Franziskus rief die neuen geistlichen Bewegungen zur "Kirchlichkeit" unter Leitung der Bischöfe auf. Der Heilige Geist schaffe in der Kirche Vielfalt und unterschiedliche Charismen. Jedoch seien "Parallelwege gefährlich"; sie könnten letztlich zu Spaltungen führen.
"Gemeinschaften sollen sich nicht verschließen - das führt zu Spaltungen"
Man dürfe sich nicht in den eigenen Gruppen verschließen, sondern müsse die christliche Botschaft hinaustragen, "bis an die Außenbereiche der menschlichen Existenz", so der Papst. Er verwies dabei auf die Apostel, die am Ursprung des Pfingstfestes aus dem Abendmahlssaal in die Welt hinausgegangen seien.
Die neuen Gemeinschaften müssten für das Wirken des Heiligen Geistes offen sein, betonte der Papst. Dieser schaffe dem Anschein nach Unordnung in der Kirche, bewirke letztlich jedoch Harmonie und Einheit. Die gebotene Einheit in der Kirche bedeute keinesfalls Einförmigkeit.

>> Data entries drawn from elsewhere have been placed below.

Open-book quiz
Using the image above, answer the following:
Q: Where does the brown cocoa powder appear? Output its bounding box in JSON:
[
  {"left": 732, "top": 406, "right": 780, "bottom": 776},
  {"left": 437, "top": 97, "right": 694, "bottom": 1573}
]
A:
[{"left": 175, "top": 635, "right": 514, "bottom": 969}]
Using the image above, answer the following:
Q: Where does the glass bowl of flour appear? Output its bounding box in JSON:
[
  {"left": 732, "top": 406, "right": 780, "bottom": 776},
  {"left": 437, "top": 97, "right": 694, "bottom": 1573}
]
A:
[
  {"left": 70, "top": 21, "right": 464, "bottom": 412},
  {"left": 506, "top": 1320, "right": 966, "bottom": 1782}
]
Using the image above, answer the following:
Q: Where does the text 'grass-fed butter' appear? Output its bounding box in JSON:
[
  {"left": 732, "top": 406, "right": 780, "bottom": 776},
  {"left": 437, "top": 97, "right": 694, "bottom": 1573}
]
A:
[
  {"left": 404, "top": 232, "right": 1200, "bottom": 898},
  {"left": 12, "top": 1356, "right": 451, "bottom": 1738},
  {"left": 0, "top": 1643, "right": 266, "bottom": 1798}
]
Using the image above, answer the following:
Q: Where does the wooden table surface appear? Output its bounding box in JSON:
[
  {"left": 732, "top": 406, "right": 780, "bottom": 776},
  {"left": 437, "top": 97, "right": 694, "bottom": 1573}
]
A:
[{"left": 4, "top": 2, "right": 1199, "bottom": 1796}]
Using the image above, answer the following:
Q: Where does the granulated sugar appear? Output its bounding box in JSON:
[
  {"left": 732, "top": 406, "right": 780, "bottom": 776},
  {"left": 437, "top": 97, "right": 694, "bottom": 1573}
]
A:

"Wenn wir selbst die Verschiedenheit schaffen wollen und uns in unseren Parteilichkeiten und Ausschließlichkeiten einkapseln, führen wir in die Spaltung", sagte Franziskus an die Adresse der neuen Bewegungen. Und wer umgekehrt nach seinen menschlichen Plänen Einheit herstellen wolle, schaffe letztlich Einförmigkeit und Schematisierung. Nur der Heilige Geist könne "Unterschiedlichkeit, Pluralität, Vielfalt erwecken und zugleich die Einheit bewirken".
Mission als Aufgabe der Christen
Christen hätten die Aufgabe, "die Türen zu öffnen, um hinauszugehen, um das gute Leben des Evangeliums zu verkünden und zu bezeugen, um die Freude des Glaubens, der Begegnung mit Christus zu übertragen", sagte der Papst. Was in Jerusalem vor fast 2.000 Jahren geschehen sei, sei kein weit entferntes Ereignis, sondern müsse für jeden zur lebendigen Erfahrung werden.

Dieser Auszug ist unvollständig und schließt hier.